Pada pertama kali Lucas diperlakukan begitu, dia sempat marah kepada Aleta dengan mendengus kesal, berdiri, berjalan menjauh, lalu membanting pintu sebelum keluar rumah. Untuk kedua kali, Lucas mulai memerintahkan Eve untuk menyiapkan piring cadangan sebelum memanggil kepala pelayan itu untuk menyuapi Aleta seperti biasanya. Tapi kali ini, Lucas sendiri yang mengusapi ceceran lauk di bibir dan pangkuan gadis itu dengan serbet.

"Dengar, Aleta," kata Lucas. Padahal nafas gadis itu sudah dipenuhi dengan amarah. "Mulai sekarang jadwal makanmu harus bersamaku. Aku juga yang menanganimu. Siang kau hanya boleh meminum jus dan teh, lalu untuk malam kau harus menungguku pulang kerja dulu sebelum boleh menyantapnya."

Aleta masih belum banyak bicara. Gadis itu hanya menjerit saat marah, tapi jika sudah sangat kesal, dia hanya akan meneteskan air mata dan menerima suapan Lucas. Satu sendok, dua sendok. Lucas dengan telaten bangun pagi dan siap-siap sebelum melakukan rutinitasnya sehari-hari.

Aleta juga mulai terbiasa. Dia perlahan-lahan menerima suapan itu tanpa menangis, tapi hanya diam apapun yang dikatakan Lucas untuk memecah keheningan selama mereka duduk berhadapan.

"Kau tahu? Tadi pagi aku sudah memilihkan banyak baju untukmu. Piama juga, tapi bermacam-macam. Bahannya sengaja kuambil yang hangat karena ini mulai masuk musim hujan. Dan kau harus benar-benar menjaga kesehatanmu mulai sekarang. Jangan menolak kalau besok vitamin C pesananku datang untuk asupan tubuhmu."

"…"

"Dan bagusnya kondisi perusahaan ayahmu sekarang mulai membaik. Bukankah kau keterlaluan kalau mengabaikanku terus menerus?"

"…"

Aleta justru membuang muka setelah mendengarnya.
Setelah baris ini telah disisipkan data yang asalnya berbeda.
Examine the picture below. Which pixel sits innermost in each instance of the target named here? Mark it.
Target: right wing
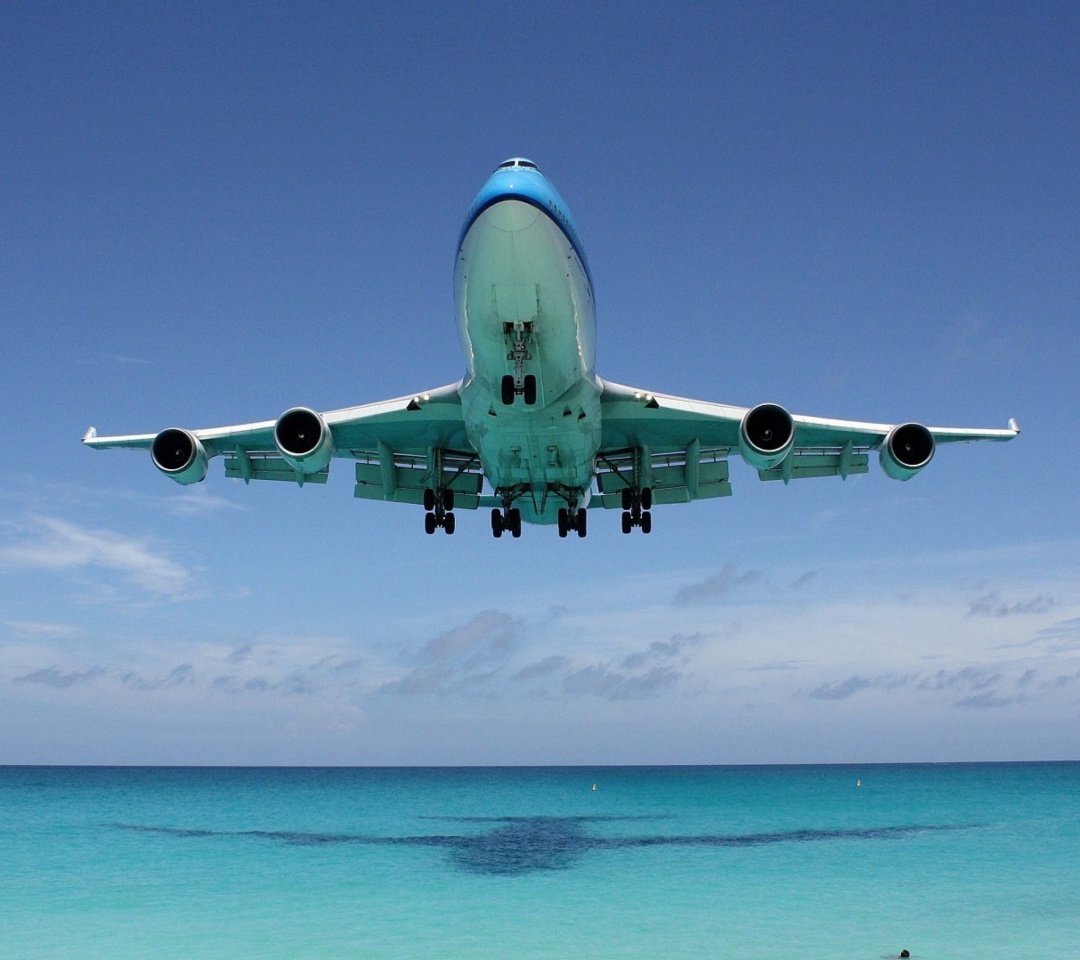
(402, 447)
(679, 447)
Bukan menjawab kata-kata Lucas, tapi itu adalah tanda dia sudah kenyang.

Lucas pun menilik piringnya yang masih berisi tiga irisan wortel dan brokoli. "Tidak, kau harus menghabiskan sayurannya. Tinggal sedikit lagi," katanya. "Aku akan bilang sudah kalau memang habis."

Satu per satu, wortel pun disumpit dan didekatkan ke bibir kemerahan Aleta. Seperti biasa, Lucas pun menunggu beberapa saat sebelum gadis itu mau membuka mulut.

"Pintar sekali … kau juga harus begitu kalau sudah 6 bulan di kursi roda," kata Lucas. "Kalau perban kakimu juga sudah diperbolehkan dibuka, maka harus belajar berjalan juga dengan baik. Aku akan menghadirkan trainer untuk membantumu."

"Aku tidak mau."

DEG

Baru kali ini Aleta membuka mulut lagi.

Lucas pun menurunkan sumpitnya dan memilih untuk coba berkomunikasi.

"Kenapa?"

Mungkin Aleta sebelumnya memang menggila sampai sering sekali disuntiki dengan cairan bius. Tapi gadis itu kini sekarang menjadi lebih baik. Mungkin juga sudah berjanji kepada diri sendiri untuk patuh saja daripada membuat masalah yang lain? Tapi Lucas yakin, Aleta sebenarnya sadar akan segala hal yang dia lakukan dan hadapi. Bagaimana pun dulu dia hanya syok saat pertama kali kecelakaan. Tapi otaknya baik-baik saja.

"Aku bukan siapa-siapa di rumah ini," kata Aleta. "Aku bukan keturunan asli Papa dan Mama. Jadi, aku tidak perlu dirawat sejauh itu kan?"

Lucas berhenti bicara sejenak mendengarnya.

"Lagipula kau itu juga siapa," kata Aleta. "Kau adalah pamanku. Aku tidak tahu dari mana asalnya karena Papa dan Mama tidak pernah cerita. Tapi, aku yakin kau lebih berhak atas segalanya. Perusahaan, rumah, aset … kau hanya harus melepaskanku ke jalanan. Bukankah itu seharusnya sangat mudah?"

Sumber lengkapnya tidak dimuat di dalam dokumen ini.